In America, we love our dogs. By recent figures, there are now upwards of 84 million taking up residence in the United States today and annualized collective spending on our furry loved ones surpassed $55 billion 2013 alone. But despite our undying affection for Fido, we still don’t enjoy dealing with the waste he leaves behind.

According to the Environmental Protection Agency, the average dog discards approximately three quarters of a pound of waste per day. Over the course of one year, it adds up to 275 pounds per dog, most of which ends up in the back yard.

When you take the entire US dog population into account, the numbers are jaw-dropping. On average, the 84 million dogs currently living in our country collectively deposit approximately 62.7 million lbs of waste every day and 22.9 trillion lbs of waste every year. That is the equivalent of 286,344 tractor trailers fully loaded with dog doo. If those 18-wheelers were lined up bumper to bumper, the caravan would stretch 4,067 miles. Put another way, it would stretch from New York City to Los Angeles, with enough trucks left over to circle back around and cover the distance from LA to Austin, Texas. That is a lot of waste.
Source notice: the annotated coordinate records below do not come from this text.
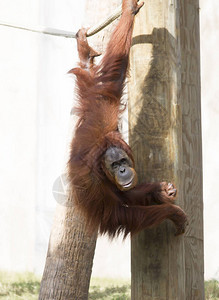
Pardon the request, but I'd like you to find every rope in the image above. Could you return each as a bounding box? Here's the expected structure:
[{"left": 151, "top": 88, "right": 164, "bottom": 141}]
[{"left": 0, "top": 5, "right": 122, "bottom": 38}]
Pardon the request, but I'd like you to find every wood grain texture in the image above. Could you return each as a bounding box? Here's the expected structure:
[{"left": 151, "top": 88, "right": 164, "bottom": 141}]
[
  {"left": 39, "top": 200, "right": 97, "bottom": 300},
  {"left": 129, "top": 0, "right": 204, "bottom": 300},
  {"left": 39, "top": 0, "right": 121, "bottom": 300},
  {"left": 180, "top": 0, "right": 204, "bottom": 300}
]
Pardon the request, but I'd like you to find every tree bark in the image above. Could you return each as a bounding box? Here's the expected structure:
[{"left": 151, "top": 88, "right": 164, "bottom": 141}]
[
  {"left": 128, "top": 0, "right": 204, "bottom": 300},
  {"left": 39, "top": 0, "right": 121, "bottom": 300},
  {"left": 39, "top": 200, "right": 97, "bottom": 300}
]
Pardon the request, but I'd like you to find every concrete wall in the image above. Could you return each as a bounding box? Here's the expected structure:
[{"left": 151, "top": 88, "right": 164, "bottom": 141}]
[{"left": 0, "top": 0, "right": 219, "bottom": 278}]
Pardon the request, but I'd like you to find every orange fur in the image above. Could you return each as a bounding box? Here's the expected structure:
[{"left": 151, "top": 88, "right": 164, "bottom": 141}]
[{"left": 68, "top": 0, "right": 186, "bottom": 237}]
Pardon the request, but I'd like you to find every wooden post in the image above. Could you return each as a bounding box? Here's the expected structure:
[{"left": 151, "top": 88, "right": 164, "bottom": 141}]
[
  {"left": 39, "top": 0, "right": 120, "bottom": 300},
  {"left": 128, "top": 0, "right": 204, "bottom": 300}
]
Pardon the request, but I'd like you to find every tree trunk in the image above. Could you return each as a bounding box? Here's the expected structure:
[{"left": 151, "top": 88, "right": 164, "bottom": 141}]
[
  {"left": 39, "top": 200, "right": 97, "bottom": 300},
  {"left": 128, "top": 0, "right": 204, "bottom": 300},
  {"left": 39, "top": 0, "right": 121, "bottom": 300}
]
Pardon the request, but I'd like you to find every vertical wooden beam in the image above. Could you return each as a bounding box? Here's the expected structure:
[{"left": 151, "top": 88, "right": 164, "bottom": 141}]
[
  {"left": 180, "top": 0, "right": 204, "bottom": 300},
  {"left": 129, "top": 0, "right": 204, "bottom": 300},
  {"left": 39, "top": 0, "right": 121, "bottom": 300}
]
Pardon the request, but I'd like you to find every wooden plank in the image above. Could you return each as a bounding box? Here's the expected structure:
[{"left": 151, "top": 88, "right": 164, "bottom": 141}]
[
  {"left": 180, "top": 0, "right": 204, "bottom": 300},
  {"left": 129, "top": 0, "right": 204, "bottom": 300}
]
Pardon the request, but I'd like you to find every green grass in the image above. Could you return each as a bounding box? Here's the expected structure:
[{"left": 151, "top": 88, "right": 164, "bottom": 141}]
[{"left": 0, "top": 272, "right": 219, "bottom": 300}]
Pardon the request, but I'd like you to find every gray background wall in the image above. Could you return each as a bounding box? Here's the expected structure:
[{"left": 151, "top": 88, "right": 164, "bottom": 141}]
[{"left": 0, "top": 0, "right": 219, "bottom": 278}]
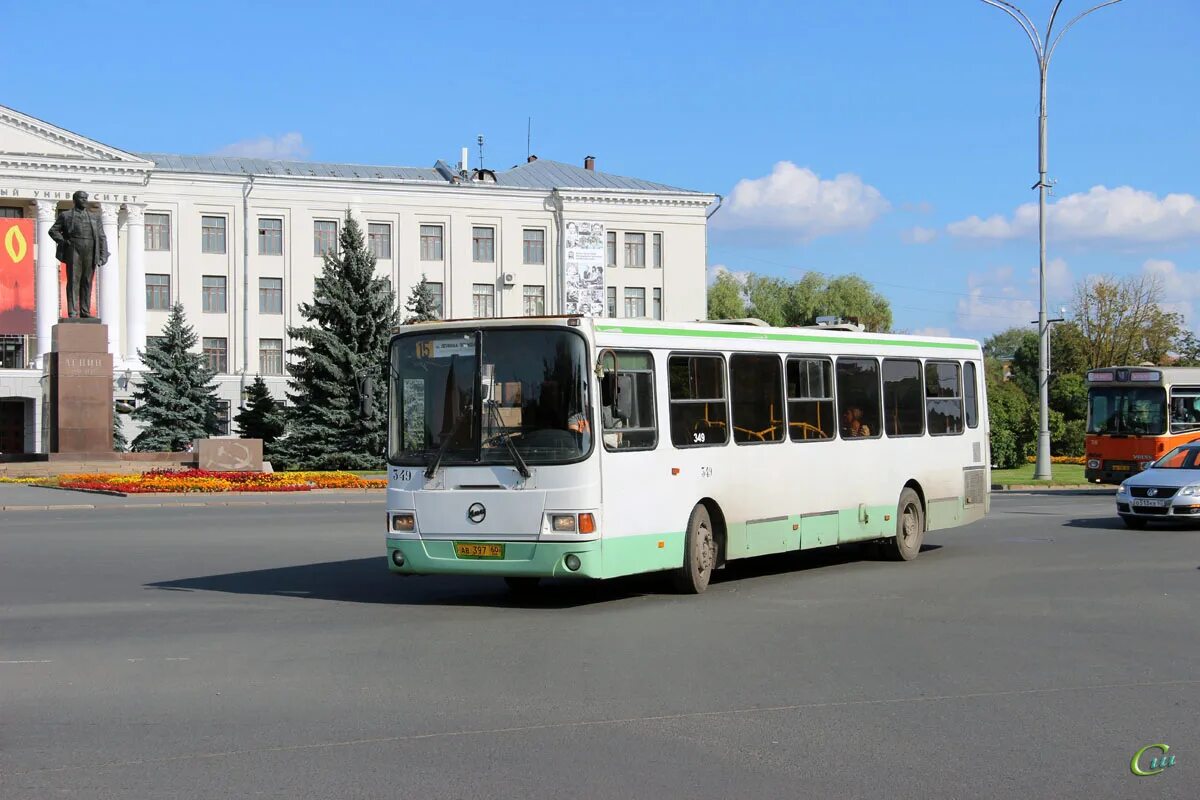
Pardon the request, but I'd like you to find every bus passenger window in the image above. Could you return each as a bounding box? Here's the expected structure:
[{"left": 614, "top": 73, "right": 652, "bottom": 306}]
[
  {"left": 838, "top": 359, "right": 880, "bottom": 439},
  {"left": 962, "top": 361, "right": 979, "bottom": 428},
  {"left": 730, "top": 355, "right": 784, "bottom": 445},
  {"left": 600, "top": 350, "right": 659, "bottom": 451},
  {"left": 883, "top": 359, "right": 925, "bottom": 437},
  {"left": 787, "top": 359, "right": 834, "bottom": 441},
  {"left": 925, "top": 361, "right": 962, "bottom": 437},
  {"left": 667, "top": 355, "right": 730, "bottom": 447}
]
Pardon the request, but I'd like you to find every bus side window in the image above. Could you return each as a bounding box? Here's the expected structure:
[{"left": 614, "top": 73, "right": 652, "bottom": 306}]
[
  {"left": 925, "top": 361, "right": 962, "bottom": 437},
  {"left": 600, "top": 350, "right": 659, "bottom": 451},
  {"left": 667, "top": 355, "right": 730, "bottom": 447}
]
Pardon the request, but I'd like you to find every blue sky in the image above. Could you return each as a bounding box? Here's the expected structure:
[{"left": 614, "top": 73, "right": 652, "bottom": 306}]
[{"left": 7, "top": 0, "right": 1200, "bottom": 337}]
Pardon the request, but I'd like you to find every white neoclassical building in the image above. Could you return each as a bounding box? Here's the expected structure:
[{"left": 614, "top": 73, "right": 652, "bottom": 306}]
[{"left": 0, "top": 106, "right": 716, "bottom": 453}]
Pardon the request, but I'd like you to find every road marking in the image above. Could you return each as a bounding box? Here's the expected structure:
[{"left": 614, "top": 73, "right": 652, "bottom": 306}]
[{"left": 10, "top": 679, "right": 1200, "bottom": 775}]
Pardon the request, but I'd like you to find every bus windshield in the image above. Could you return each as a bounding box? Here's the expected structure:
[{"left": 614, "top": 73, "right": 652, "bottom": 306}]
[
  {"left": 1087, "top": 386, "right": 1166, "bottom": 435},
  {"left": 388, "top": 329, "right": 593, "bottom": 467}
]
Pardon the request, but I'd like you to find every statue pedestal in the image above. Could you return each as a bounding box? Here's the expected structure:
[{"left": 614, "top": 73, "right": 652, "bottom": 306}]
[{"left": 47, "top": 319, "right": 113, "bottom": 453}]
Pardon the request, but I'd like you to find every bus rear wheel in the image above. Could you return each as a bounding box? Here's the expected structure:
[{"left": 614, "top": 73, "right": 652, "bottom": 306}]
[
  {"left": 672, "top": 504, "right": 716, "bottom": 595},
  {"left": 883, "top": 487, "right": 925, "bottom": 561}
]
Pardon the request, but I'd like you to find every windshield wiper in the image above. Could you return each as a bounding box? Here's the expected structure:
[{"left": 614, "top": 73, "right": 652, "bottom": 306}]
[
  {"left": 425, "top": 403, "right": 473, "bottom": 480},
  {"left": 487, "top": 401, "right": 533, "bottom": 479}
]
See Infographic on Why to Scoop the Poop

What’s the big deal?

Dog waste is an environmental pollutant. In 1991, it was labeled a non-point source pollutant by the Environmental Protection Agency, placing it in the same category as herbicides and insecticides; oil, grease and toxic chemicals; and acid drainage from abandoned mines. According to the EPA, two or three days worth of droppings from a population of about 100 dogs can contribute enough bacteria to temporarily close a bay and all watershed areas within 20 miles to swimming and shell fishing.

In addition, unattended pet waste presents a number of human health hazards to families, communities and their pets. Bacteria, worms and other parasites thrive in waste, eventually washing away into the water supply. Ringworm, roundworm, salmonella and giardia are examples of such bacteria, all of which are found in dog feces and are easily transferable upon contact.

Roundworm, for example, is one of the most common parasites found in dog droppings and it can remain infectious in contaminated soil and water for years. How prevalent is roundworm? A recent CDC study found 14 percent of Americans tested positive for them.

What can you do?

The most responsible action pet owners can take for their family, community and environment is to make sure their pets are picked up after. Pet owners who do not have enough time to deal with the waste – or simply don’t want to – should consider hiring a local pet waste removal service to handle the dirty work.